The Dow Jones industrial average gained 67.21 points, or 0.53 percent, at 12,640.78. The Standard & Poor's 500 Index was up 9.51 points, or 0.72 percent, at 1,335.02. The Nasdaq Composite Index was up 33.33 points, or 1.17 percent, at 2,892.42.
For the week, the Dow fell 0.9 percent, the S&P 500 declined 0.6 percent and the Nasdaq rose 0.7 percent.
U.S. bank shares rose despite ratings agency Moody's downgrading 15 of the world's biggest banks on Thursday. It lowered credit ratings by one to three notches to reflect the banks' risk of losses from volatile capital markets.
Morgan Stanley
World stocks dipped along with European shares after data showed German business sentiment fell for a second straight month in June to its lowest level in more than two years, according to the Ifo think tank.
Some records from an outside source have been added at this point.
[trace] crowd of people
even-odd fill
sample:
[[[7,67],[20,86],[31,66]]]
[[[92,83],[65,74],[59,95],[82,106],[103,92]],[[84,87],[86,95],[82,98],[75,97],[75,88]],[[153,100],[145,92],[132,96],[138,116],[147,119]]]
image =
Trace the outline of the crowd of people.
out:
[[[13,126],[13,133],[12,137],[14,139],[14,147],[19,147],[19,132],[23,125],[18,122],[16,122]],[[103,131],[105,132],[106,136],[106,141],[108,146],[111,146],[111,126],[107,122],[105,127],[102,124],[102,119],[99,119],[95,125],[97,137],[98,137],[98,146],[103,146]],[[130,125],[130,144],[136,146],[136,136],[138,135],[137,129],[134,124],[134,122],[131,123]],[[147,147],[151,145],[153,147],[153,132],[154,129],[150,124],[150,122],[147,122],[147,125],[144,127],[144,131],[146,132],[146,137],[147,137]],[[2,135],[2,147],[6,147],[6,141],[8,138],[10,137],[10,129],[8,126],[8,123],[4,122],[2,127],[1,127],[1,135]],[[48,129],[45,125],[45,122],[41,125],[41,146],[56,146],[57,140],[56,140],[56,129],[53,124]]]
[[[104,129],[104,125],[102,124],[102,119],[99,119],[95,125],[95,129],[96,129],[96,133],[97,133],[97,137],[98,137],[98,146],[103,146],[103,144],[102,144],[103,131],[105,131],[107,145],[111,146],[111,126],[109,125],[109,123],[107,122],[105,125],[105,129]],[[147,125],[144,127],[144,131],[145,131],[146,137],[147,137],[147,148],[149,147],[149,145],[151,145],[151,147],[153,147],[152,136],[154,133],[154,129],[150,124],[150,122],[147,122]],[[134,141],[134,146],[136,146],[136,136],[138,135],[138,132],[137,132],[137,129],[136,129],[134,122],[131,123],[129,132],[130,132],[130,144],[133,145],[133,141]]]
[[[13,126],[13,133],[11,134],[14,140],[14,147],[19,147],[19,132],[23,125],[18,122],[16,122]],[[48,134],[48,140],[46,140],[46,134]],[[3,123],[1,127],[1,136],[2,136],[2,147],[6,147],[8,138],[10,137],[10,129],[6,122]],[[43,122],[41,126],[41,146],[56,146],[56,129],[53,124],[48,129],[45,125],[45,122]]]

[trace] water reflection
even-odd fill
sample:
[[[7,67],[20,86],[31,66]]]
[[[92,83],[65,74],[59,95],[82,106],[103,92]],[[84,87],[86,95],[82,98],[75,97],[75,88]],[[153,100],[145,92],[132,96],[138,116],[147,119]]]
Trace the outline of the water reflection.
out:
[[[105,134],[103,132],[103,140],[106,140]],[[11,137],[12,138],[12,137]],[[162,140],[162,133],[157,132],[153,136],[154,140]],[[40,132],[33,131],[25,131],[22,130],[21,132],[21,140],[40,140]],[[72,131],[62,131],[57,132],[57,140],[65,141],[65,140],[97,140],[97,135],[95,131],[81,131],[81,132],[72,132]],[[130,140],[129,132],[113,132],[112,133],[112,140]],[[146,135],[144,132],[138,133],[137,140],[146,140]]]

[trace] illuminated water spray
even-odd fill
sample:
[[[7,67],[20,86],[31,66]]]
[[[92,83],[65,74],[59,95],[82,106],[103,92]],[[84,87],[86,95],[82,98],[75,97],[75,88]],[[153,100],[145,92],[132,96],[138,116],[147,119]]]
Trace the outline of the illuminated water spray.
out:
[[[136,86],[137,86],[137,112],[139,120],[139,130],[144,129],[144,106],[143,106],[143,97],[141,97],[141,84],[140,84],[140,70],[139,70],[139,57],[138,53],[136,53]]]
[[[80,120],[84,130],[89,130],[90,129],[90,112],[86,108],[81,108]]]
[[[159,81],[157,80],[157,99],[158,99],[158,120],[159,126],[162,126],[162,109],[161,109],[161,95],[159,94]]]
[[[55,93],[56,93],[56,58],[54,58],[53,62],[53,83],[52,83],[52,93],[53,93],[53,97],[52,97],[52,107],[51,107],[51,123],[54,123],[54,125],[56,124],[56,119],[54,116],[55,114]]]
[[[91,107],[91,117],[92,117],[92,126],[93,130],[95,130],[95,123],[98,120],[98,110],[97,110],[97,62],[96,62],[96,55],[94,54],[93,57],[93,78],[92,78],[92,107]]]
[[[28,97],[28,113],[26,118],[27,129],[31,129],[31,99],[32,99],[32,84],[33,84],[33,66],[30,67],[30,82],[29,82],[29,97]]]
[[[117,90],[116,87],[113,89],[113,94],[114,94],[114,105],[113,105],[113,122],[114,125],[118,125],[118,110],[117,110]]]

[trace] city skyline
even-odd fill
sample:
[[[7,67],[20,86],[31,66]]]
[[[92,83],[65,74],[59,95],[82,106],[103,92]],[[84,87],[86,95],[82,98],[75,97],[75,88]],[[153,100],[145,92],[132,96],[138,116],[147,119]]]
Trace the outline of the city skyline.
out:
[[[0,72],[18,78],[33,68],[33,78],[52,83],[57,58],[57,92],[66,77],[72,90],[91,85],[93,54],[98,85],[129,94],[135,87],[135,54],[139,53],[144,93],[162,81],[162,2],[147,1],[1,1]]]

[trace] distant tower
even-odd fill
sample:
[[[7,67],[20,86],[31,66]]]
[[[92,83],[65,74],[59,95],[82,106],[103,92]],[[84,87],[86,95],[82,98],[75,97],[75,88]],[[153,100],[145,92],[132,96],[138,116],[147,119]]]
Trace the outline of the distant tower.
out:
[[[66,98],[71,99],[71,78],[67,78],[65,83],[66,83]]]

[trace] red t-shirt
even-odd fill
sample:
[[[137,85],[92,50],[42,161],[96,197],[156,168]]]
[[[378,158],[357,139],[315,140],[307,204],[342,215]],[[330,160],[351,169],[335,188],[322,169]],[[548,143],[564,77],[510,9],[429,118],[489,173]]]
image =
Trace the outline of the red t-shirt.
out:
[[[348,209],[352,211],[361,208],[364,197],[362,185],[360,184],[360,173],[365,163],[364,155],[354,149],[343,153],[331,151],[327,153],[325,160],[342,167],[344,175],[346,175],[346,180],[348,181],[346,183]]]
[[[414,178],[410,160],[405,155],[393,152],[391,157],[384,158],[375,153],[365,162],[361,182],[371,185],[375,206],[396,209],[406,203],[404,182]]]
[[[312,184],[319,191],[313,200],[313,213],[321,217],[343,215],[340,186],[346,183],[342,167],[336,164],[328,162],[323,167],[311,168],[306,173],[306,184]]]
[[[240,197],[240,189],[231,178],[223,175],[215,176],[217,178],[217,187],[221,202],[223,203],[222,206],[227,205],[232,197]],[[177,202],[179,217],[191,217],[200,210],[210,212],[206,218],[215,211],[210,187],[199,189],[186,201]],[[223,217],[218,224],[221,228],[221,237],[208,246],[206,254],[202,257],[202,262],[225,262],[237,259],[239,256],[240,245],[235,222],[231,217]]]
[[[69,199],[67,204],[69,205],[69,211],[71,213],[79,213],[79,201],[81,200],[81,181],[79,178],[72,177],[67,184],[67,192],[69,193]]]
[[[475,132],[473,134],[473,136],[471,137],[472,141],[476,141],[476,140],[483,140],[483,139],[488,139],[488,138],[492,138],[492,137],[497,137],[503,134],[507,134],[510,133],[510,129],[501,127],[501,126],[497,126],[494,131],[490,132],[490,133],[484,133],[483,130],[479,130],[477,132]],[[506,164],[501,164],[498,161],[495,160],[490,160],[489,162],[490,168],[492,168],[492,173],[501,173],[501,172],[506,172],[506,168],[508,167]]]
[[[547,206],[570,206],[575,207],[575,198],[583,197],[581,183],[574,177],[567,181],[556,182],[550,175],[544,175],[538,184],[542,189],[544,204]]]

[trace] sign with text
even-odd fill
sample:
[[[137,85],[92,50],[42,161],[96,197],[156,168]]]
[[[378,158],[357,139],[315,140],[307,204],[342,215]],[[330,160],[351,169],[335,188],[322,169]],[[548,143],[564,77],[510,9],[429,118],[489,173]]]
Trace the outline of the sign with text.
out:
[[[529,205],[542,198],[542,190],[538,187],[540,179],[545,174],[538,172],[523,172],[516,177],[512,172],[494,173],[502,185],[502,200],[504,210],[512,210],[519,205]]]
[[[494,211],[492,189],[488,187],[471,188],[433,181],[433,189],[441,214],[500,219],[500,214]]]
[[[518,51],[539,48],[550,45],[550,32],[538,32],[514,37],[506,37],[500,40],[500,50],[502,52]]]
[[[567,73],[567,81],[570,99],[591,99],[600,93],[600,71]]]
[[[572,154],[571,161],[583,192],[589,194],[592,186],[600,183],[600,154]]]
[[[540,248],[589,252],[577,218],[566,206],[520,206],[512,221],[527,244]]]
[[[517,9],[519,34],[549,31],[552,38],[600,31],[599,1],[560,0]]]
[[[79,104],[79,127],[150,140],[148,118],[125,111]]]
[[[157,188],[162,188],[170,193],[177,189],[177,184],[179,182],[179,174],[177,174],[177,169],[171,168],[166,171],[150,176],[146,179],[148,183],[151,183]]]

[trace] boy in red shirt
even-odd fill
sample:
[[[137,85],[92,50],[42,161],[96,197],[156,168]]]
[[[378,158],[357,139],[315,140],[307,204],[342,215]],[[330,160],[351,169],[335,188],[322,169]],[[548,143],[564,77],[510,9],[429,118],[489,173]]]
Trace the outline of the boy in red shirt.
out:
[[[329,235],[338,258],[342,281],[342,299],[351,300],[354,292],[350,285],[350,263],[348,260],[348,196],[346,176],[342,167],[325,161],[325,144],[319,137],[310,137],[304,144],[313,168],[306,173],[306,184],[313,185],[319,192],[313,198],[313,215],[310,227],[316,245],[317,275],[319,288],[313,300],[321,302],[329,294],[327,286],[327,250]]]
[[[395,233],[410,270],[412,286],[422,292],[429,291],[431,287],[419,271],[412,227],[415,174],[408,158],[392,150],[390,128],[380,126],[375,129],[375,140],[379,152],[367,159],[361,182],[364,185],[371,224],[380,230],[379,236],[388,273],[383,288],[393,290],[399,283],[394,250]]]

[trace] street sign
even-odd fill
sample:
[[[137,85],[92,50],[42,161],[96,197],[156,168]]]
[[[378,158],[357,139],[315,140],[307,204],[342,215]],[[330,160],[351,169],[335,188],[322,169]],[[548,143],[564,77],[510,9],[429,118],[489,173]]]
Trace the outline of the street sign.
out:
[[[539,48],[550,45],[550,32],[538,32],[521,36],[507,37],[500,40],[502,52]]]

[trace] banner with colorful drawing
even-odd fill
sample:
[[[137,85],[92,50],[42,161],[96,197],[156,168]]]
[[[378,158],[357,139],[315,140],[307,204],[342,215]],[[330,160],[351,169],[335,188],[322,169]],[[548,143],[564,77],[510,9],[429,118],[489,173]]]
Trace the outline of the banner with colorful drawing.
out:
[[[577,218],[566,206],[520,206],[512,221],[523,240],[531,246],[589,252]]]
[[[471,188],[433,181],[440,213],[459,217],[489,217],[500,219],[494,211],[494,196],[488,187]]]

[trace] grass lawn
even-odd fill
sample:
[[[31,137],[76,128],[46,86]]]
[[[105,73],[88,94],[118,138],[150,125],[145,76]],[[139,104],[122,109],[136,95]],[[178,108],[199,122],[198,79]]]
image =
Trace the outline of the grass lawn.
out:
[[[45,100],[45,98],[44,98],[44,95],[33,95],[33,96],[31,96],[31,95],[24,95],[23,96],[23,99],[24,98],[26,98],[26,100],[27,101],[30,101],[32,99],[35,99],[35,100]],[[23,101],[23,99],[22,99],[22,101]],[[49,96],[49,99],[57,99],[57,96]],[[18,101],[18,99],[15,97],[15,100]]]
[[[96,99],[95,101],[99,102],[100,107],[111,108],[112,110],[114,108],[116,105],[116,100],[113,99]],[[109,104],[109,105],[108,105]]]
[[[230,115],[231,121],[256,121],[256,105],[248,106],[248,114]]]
That data added to poor economic numbers this week from the United States, China and Europe.
World stocks, as measured by MSCI's global equity index, were down 0.3 percent and European shares ended down 0.7 percent.
In the foreign exchange market, the euro rose to as high as $1.2583 and was last at $ 1.2566, up 0.2 percent, on track for a weekly decline of 1.1 percent.
On Thursday, it fell about 1.3 percent, the worst daily performance since mid-December.
Bolstering the euro was a move by the ECB to allow financial institutions to pledge a wider range of assets, including collateral of a lower quality, in exchange for cash. The changes, which will be worth over 100 billion euros, marked the ECB's second such move in six months.
"As far as I can tell, the intended effect is to make it easier for people, businesses, banks, etc. to borrow money by utilizing collateral that wasn't available to use before today," said Neal Gilbert, market strategist at GFT in Grand Rapids, Michigan.
The gains in the euro helped gold prices edge higher. Spot gold was up 0.2 percent at $1,568.70 an ounce, but the metal posted a 3.5 percent loss for the week, its second-largest weekly decline of the year.
SPANISH BONDS, STOCKS UP
Spanish stocks rose 1.5 percent after independent audits on Thursday showed Spain's banks will need up to 62 billion euros in capital, well below the 100 billion euro bailout ceiling.
Spanish bonds rallied for a fourth consecutive day. Spanish 10-year yields fell 21 bps to 6.41 percent. After peaking around 7.3 percent earlier this week, yields have fallen as investors take the view that policymakers will put in place the building blocks of a lasting solution to the bloc's long-running debt crisis.
U.S. government debt prices fell as investors pared their bond holdings before next week's supply worth $99 billion. Benchmark 10-year notes fell 13/32 in price at 100-24/32 to yield 1.67 percent, about 5 basis points above Thursday's close.
U.S. primary dealers, which are the 21 Wall Street institutions that do business directly with the Federal Reserve, are holding near-record levels of Treasuries - more than $90 billion according to the latest official data - in part due to their purchases of short-dated debt the Fed has been selling in Operation Twist.
The Fed on Wednesday prolonged Twist into year-end, which allows another $267 billion in longer-dated bond purchases.